Destino final es una película norteamericana
de bajo presupuesto enrolada dentro del rubro terror-suspenso. O más propiamente, dentro
de esa legión de films que arrancan poniendo en pantalla a un grupo de adolescentes
vivitos y coleando, y acaban con pocos o ninguno de ellos en pie (tal vez por eso haya
sido comparada con la saga Scream, aunque no hay muchos otros
puntos de contacto). No es una obra maestra, pero asoma la cabeza entre el montón.

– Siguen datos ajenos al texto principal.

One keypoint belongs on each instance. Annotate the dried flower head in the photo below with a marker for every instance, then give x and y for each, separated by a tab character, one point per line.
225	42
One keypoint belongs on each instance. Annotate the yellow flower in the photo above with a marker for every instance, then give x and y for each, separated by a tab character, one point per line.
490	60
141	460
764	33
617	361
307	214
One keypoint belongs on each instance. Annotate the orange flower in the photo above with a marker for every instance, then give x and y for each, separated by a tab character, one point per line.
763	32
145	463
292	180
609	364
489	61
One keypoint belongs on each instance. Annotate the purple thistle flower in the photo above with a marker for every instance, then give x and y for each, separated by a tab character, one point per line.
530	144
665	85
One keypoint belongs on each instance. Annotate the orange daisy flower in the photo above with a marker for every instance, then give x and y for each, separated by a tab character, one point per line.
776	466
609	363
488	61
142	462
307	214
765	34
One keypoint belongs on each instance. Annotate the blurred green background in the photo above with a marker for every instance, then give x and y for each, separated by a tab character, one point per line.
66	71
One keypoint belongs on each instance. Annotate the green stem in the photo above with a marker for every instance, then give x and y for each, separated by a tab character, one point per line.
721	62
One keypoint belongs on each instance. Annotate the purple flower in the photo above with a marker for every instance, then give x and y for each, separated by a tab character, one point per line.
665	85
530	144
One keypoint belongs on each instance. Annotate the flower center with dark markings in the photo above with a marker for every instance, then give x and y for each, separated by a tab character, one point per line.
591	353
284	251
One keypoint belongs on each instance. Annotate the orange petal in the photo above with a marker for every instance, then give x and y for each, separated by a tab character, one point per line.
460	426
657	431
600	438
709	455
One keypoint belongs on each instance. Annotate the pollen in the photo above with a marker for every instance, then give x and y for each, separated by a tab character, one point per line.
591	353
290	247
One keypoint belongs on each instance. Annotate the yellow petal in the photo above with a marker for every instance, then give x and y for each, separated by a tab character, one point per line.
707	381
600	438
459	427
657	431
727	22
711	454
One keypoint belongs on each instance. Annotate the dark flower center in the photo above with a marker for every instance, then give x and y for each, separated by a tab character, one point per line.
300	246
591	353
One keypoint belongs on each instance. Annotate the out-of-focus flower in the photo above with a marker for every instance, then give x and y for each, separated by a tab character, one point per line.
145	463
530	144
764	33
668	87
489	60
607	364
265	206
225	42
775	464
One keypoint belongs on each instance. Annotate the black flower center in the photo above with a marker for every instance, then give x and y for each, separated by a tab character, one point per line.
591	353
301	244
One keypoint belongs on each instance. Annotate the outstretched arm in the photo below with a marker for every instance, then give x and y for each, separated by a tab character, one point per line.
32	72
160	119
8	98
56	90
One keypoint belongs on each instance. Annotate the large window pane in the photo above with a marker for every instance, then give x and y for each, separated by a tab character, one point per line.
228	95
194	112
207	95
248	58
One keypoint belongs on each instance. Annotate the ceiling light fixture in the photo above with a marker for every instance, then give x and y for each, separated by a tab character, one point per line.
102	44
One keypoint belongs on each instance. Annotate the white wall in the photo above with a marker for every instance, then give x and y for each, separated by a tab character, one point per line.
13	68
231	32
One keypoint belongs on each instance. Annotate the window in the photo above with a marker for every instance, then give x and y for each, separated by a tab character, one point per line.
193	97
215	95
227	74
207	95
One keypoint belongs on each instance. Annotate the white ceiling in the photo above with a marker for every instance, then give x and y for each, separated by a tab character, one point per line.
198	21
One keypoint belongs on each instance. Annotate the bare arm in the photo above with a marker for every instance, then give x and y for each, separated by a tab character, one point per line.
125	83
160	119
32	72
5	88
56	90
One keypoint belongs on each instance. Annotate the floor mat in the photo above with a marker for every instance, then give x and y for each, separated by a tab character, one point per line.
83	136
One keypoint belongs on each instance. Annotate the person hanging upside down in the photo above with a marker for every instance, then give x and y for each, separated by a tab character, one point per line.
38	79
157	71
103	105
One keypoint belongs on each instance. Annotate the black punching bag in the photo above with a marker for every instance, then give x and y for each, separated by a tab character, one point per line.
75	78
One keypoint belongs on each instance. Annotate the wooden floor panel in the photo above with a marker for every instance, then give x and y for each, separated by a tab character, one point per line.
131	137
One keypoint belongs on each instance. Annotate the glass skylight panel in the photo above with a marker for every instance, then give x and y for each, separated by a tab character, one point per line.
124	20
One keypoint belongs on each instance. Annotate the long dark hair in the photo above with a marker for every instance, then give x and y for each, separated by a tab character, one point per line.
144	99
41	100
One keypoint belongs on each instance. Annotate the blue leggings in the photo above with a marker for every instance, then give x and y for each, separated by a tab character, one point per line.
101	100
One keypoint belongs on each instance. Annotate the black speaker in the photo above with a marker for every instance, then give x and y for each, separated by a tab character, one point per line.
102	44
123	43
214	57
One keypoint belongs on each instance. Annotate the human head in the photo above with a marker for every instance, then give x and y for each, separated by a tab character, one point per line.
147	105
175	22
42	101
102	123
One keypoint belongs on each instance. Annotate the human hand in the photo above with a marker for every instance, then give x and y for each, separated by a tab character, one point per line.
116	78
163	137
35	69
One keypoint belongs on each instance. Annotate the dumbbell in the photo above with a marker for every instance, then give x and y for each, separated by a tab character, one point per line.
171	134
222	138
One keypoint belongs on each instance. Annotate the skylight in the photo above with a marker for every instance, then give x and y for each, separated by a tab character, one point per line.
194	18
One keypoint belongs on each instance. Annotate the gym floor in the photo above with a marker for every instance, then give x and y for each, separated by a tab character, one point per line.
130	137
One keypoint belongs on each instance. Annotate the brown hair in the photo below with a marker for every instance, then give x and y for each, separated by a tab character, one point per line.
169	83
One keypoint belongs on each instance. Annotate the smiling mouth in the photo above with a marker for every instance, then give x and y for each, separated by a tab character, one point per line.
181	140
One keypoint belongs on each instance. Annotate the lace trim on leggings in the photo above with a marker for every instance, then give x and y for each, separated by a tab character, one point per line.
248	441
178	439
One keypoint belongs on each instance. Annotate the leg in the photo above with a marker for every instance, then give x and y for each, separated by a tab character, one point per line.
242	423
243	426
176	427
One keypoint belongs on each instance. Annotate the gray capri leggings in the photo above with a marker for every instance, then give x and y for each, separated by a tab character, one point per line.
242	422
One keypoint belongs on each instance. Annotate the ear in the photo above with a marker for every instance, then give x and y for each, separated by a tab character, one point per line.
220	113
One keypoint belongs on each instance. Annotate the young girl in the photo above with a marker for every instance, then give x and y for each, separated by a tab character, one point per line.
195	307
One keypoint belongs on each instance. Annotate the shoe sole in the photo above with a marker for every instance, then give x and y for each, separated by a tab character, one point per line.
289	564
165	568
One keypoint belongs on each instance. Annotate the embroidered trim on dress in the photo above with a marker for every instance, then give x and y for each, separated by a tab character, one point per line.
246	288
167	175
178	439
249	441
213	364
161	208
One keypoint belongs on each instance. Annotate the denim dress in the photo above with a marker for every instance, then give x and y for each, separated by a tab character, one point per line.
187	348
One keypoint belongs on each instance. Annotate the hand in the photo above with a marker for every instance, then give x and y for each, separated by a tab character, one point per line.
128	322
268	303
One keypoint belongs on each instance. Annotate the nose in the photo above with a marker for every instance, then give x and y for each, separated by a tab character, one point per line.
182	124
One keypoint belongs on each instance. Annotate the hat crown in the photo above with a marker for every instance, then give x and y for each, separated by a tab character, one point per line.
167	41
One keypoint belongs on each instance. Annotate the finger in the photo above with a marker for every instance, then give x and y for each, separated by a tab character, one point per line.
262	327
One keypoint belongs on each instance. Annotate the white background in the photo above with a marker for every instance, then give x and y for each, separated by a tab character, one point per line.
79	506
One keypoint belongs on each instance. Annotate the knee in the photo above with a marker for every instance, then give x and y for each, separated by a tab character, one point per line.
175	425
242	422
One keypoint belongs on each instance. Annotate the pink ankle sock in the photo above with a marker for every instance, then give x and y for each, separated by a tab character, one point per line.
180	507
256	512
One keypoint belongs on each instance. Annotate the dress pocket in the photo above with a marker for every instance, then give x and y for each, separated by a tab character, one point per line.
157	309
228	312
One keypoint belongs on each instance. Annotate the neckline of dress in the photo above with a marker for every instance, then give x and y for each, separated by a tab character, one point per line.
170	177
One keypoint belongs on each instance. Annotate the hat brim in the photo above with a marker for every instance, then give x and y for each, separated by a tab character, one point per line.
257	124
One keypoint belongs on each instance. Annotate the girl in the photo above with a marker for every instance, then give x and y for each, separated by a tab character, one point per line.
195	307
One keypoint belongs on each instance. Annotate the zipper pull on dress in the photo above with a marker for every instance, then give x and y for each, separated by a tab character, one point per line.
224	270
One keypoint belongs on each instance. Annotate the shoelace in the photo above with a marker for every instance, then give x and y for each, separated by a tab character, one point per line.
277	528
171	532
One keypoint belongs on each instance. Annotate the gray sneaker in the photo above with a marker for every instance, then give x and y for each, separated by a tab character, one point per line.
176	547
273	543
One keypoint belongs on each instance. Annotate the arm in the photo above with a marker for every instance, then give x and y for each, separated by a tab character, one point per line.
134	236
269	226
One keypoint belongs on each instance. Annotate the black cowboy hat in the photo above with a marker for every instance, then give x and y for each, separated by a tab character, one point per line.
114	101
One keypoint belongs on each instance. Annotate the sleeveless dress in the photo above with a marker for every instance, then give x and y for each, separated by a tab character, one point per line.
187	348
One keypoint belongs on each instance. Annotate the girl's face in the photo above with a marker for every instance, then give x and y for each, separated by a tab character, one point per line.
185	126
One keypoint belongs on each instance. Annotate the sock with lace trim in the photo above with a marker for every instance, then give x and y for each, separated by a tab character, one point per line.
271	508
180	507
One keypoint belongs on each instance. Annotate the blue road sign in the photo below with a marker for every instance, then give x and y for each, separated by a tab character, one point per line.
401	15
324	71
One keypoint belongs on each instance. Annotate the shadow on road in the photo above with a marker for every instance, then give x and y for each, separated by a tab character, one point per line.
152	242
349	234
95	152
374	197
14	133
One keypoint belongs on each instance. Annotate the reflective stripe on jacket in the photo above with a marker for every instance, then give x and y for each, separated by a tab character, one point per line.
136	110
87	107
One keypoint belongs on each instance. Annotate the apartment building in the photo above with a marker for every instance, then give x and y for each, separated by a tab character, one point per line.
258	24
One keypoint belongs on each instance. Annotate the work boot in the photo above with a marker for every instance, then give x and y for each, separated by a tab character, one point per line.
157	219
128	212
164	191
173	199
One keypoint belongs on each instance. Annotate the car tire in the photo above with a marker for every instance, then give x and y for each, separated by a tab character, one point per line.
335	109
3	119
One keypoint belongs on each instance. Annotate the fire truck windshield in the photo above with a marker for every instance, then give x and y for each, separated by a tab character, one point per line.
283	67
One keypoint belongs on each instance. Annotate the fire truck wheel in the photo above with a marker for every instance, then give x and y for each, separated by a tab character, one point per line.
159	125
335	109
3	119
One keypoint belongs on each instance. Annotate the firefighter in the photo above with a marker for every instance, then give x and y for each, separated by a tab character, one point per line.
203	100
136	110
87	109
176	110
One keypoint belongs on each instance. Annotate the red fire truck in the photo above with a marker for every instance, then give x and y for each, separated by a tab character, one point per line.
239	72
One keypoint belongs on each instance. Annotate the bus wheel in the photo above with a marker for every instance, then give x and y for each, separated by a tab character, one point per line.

En el film dirigido por James Wong
(responsable de muchos capítulos de la teleserie "Código X") no hay ningún villano del
otro lado del horror, sino simplemente "la muerte". Pero la muerte, aquí, obra
con la premeditación y la deliberación que suelen animar a los asesinos corrientes. El
asunto se plantea con prontitud, y empieza a girar velozmente en torno de Alex Browning,
parte de un grupo de 40 alumnos de coqueta High School que están a punto de
volar a París en viaje de estudios. A poco de abordar el Jumbo Alex tiene la visión
de un horripilante accidente aéreo que culmina con esa misma nave desplomándose en
llamas; con él y sus compañeros muertos. Por supuesto que eso es lo que sucede realmente
pocos minutos después. Sólo que Alex, una maestra y algunos de sus amigos se salvan. La
frutilla de la torta está en este primer segmento. La catástrofe imaginaria no tiene
nada que envidiarle a ninguna de las que ofrecían todos esos films que empezaban
llamándose Aeropuerto, con la ventaja de que aquí todo sucede más rápido. Y
el accidente real opera como un perfecto contrapunto del ficticio, a cuya vigorosa
multiplicidad de planos le opone uno solo: el de la imagen que ven los protagonistas desde
el gran hall vidriado (sólo hasta el ¡bum!, por cierto) del aeropuerto. El compás
de espera que se abre en este punto es muy prometedor. Lo mejor que puede decirse
de Destino final es que no lo deshonra por completo.
El certero "pálpito" de
nuestro héroe hace que dos sabuesos del FBI (típicamente desorientados, cuando no
perplejos) empiecen a sospechar de él. Poco tiene para ofrecer esta veta, tan transitada
por lo demás, amén de malentendidos consabidos y fastidiosos. Pero Destino final
no se concentra en ellos sino en los adolescentes, enfrentados a esas muertes prematuras
que los tienen a mal traer. Porque claro, uno a uno empiezan a caer los sobrevivientes del
desastre aéreo. A instancias de Alex, que ata cabos más convencido que convincente (y no
es que actúe mal sino que el guión no lo ayuda), los que van quedando terminan
extrayendo la siguiente enseñanza: hay un plan, la Fatalidad se ha confabulado en su
contra. O mejor: a cada cual le llega su hora, y la suya estaba asociada de antemano con
el fatídico vuelo 180. La Muerte, pues, volverá por ellos. No es una idea débil, como
que estuvo detrás de la estupenda Carnaval de almas de Harold Harvey (gema de
1962 que aprovecho para recomendarles), aunque aquí se impone mediante conclusiones
apresuradas y razonamientos improbables. Es que, precisamente, Herk Harvey puso a
esta idea por detrás: se la guardó en la manga, hechó leña al fuego del
suspenso con recursos tanto más nobles cuanto sutiles, ahorró palabras y decesos
esto es, meras muertes físicas y la fue madurando con
maestría. Volviendo: la cuestión es que nuestros muchachos no se sientan a esperar la
Parca; le darán batalla.
Lo que evita que Destino final
se desplome como el Jumbo son ciertos detalles que la mayor parte de sus compañeras de
rubro suelen descuidar. La sonorización y la música incidental son el fruto de un
trabajo riguroso, que consigue potenciar las acciones sin taparlas. Los efectos
especiales no son baratos (como se dijo por ahí) sino saludablemente discretos.
El montaje también. Nadie sobresale pero tampoco desentona en el elenco. No todos, pero
sí muchos "sustos puntuales" categoría crucial en este tipo de
películas están bien planteados, y lo suficientemente espaciados como para que no
se los vea venir. No puede decirse lo mismo de las inflexiones argumentales. Sin embargo,
los que se salvan al comenzar no son uno o dos, sino media docena de adolescentes. Con lo
que el film, más allá de sus líneas predecibles, tiene ocasión de avanzar raudamente,
diezmándolos sin solución de continuidad.